Biopics of the larger than life characters in the music industry have been the latest trend of films to be released. Bohemian Rhapsody’s success kicked off the release of films such as the upcoming biopic by Baz Luhrrman which will showcase Elvis Presley’s life and of course, Rocketman.
Or so it may seem. In actual fact, Rocketman has been in the works for over a decade and it was only recently that everything fell in place for the production to go ahead.
Directed by Dexter Fletcher whose previous works include Eddie the Eagle and Wild Bill, the film presents Elton John’s battle against alcoholism and drugs during his rise to fame in the seventies. Many people know what Elton John went through during this time but Dexter Fletcher was the perfect person to take on this project.
The use of drugs and alcohol in films is something that is seen so regularly within plots now that it could have been easy for him to make a sub-standard piece that would have still drawn crowds in by the thousands purely because of Elton John’s story. However, he was very careful to create such a unique experience for his audience that it should be commended, I believe, by the Academy.
Although many loved Bohemian Rhapsody, there was a lot of controversy around it which included the allegations against the director and the fact that many people believed it didn’t deserve many of the Oscar nominations that it received. We will go into Bohemian Rhapsody another day but one of the things that I believed it lacked was heart.
Whereas Rocketman has plenty of it.
Beginning with Elton’s stint in rehab, Dexter automatically throws you into the fray – clad in a flamboyantly devilish costume, Elton storms into rehab and takes a seat. Then, he begins to tell his story.
Elton is known for his flamboyance and his dramatic costumes – it’s all a part of why he is as popular as he is. And that is something that is reflected throughout the entire story. For many moments within the film, you forget that you are watching a biopic as it feels like you are watching something closer to a musical on the stage. It’s full of life, full of colour and stunning imagery.
Many times, this is to reflect how Elton was feeling during his battle against drugs. That often he would drift in and out of life and suddenly find himself somewhere else. To further emphasise how he was feeling in those moments, Dexter would put a well-loved Elton song in place to bring more depth.
He said, “I didn’t have to be a slave to the chronology of when the songs were written or what they got written about, I just used them like in a musical, in that way. And the more I exploited that opportunity, the more fantasy elements came into it, the more I would find things like ‘I Want Love,’ which happens in this sort of domestic family home, or ‘Saturday Night’s Alright,’ or ‘Rocket Man’ at the bottom of the swimming pool, the Troubadour sequence. They’re all flights of memory and feelings rather than fact.”

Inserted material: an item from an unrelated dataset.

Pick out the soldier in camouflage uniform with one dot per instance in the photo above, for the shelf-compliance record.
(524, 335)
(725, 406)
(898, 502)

One of the scenes that moved me the most was Elton’s attempted suicide or the ‘Rocket Man’ swimming pool sequence that Dexter mentioned above. I have personally suffered with mental health issues for a long time and the struggle that Elton was feeling of needing help with his addiction and his depression while being surrounded by so many people who weren’t even noticing was something that resonated so deeply within me.
And with many others as has been proven by the response to Elton’s story.
At one of his parties where people don’t even notice that he is missing, he stands up on the diving board and says ‘for my next trick, I’m going to f***ing kill myself’ before dropping himself into the pool. Prior to this scene, we saw him taking a huge handful of pills washed down with vodka.
He sinks down to the pool only to find his younger self at the bottom, playing a piano and singing the intro to ‘Rocket Man’; creating one of the most beautiful and memorable shots within the film.
However, the beauty wasn’t created without struggle as it was one of the hardest scenes to shoot for those on set. Using precision with the camera’s tracking shots, Elton is pulled from the swimming pool to an ambulance to the Dodger’s Stadium where he forces a smile onto his face.
This is the perfect time to talk about Taron Egerton’s performance as Elton. Even if the film doesn’t get nominated or even win Best Picture, I would really love for him to see some reward for his performance as it is obvious that he went all in to doing justice for Elton. The pair had previously starred together on Kingsman: The Golden Circle wherein Elton had a hilarious cameo. Now, they’re thick as thieves and have created a cute friendship of love and respect.
During this particular scene, Taron had to swim down to a 15-meter tank and mouth along to the song – all while making sure that he doesn’t take in too much water and lose his breath. Fletcher said of the moment, “The amount of self control it takes on his behalf was kind of extraordinary. There was a breathing apparatus, but he’s alone down there.”
Rocketman has created a brand new formula for musicals and biopics, combining the pair while not being afraid to explore the darker topics of addiction, abuse and self-hatred all while singing bright songs.
Fletcher sums it all up by saying, “It’s not a biopic, per se, but really a story of Elton John unpacking all of his issues and baggage whilst in rehab. I think it’s about being as honest with your approach as you possibly can, and not trying to sugarcoat or hide anything. And, obviously, you can’t cover everything. We’re talking about two hours long, trying to fit in 35 years of a life, or more. So you can’t cover everything, you have to be selective.”
For those of you that didn’t get a chance to see it in the cinema, Rocketman is now available on digital.